TUTTI I NOMI. I soldi del clan dei Casalesi in centri scommessi e slot machine: inizia il processo
3 Dicembre 2025 - 09:00
AVERSA – Si è tenuta ieri, 2 dicembre 2025, l’udienza preliminare dinanzi al Giudice per le Indagini Preliminari Gabriella Logozzo per un maxi-procedimento che coinvolge dodici persone accusate di associazione mafiosa e gestione di un vasto giro di gioco d’azzardo clandestino nell’agro aversano.
L’accusa, supportata da una complessa attività investigativa della Guardia di Finanza e dei Carabinieri, sostiene che la rete, operante a favore del clan dei Casalesi (fazione Russo-Schiavone), gestisse slot machine e scommesse sportive illegali attraverso siti web non autorizzati, utilizzando i profitti tramite attività commerciali intestate a prestanome.
Nel corso dell’udienza, sei degli imputati hanno formalmente chiesto di essere giudicati con il rito abbreviato. Si tratta di Raffaele Letizia, indicato come il promotore dell’intera operazione illecita, Pasquale Di Bona e Marco Losapio, ritenuti gestori occulti dei locali, Bruno Salzillo, figura di collegamento, e Raffaele Cantiello, uno dei prestanome.
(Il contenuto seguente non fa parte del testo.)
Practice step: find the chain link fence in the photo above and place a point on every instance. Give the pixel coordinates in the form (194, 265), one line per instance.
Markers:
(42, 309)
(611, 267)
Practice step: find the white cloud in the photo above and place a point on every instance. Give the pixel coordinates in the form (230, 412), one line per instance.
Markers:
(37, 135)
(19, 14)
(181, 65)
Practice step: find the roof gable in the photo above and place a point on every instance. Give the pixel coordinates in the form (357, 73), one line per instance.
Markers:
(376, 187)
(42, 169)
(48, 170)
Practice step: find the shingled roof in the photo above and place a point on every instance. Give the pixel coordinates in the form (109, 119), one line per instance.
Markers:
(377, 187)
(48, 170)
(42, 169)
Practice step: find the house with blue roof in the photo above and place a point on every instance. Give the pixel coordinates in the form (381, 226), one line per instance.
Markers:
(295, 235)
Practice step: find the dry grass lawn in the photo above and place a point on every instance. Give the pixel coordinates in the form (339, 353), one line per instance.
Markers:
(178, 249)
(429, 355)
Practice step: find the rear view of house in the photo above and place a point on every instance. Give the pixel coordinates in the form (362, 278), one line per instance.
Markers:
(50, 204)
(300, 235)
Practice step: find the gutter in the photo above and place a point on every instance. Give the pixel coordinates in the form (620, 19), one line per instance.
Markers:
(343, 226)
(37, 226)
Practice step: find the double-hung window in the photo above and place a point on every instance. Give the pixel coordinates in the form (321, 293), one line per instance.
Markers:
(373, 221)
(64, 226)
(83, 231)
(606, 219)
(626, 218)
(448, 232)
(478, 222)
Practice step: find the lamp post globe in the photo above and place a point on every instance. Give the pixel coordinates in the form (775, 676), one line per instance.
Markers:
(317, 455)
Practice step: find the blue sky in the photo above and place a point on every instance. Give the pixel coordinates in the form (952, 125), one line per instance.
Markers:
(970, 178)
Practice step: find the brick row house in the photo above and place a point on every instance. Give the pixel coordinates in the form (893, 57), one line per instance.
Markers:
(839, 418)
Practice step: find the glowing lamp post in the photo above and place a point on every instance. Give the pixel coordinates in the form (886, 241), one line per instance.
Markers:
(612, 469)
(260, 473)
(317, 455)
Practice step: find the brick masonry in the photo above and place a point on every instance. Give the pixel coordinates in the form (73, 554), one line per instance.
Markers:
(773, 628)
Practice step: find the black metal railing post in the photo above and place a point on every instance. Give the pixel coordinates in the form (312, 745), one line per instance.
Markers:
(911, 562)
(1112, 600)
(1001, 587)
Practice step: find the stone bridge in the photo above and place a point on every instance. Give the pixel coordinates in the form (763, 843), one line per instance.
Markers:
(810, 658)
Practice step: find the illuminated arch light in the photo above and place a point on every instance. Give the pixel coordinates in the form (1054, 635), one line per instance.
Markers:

Per gli altri indagati la scelta processuale è rimandata alle prossime udienze.
Il processo vede coinvolti, oltre ai già citati, anche Marco e Vittorio Alfiero, Pierpaolo Improta, Antonio e Vincenzo Vaccaro, Giovanni Argine e Giovanni Diana. Le difese sono affidate a un pool di avvocati tra cui figurano Alessandra Carofano, Carlo De Stavola, Mario Griffo, Mirella Baldascino, Michele Riggi e Paolo Caterino.
La parte offesa è costituita dall’Associazione Mutua Consumatori Campania. Il giudice ha ora gli atti per decidere sull’ammissibilità delle richieste di abbreviato e sull’eventuale rinvio a giudizio degli imputati.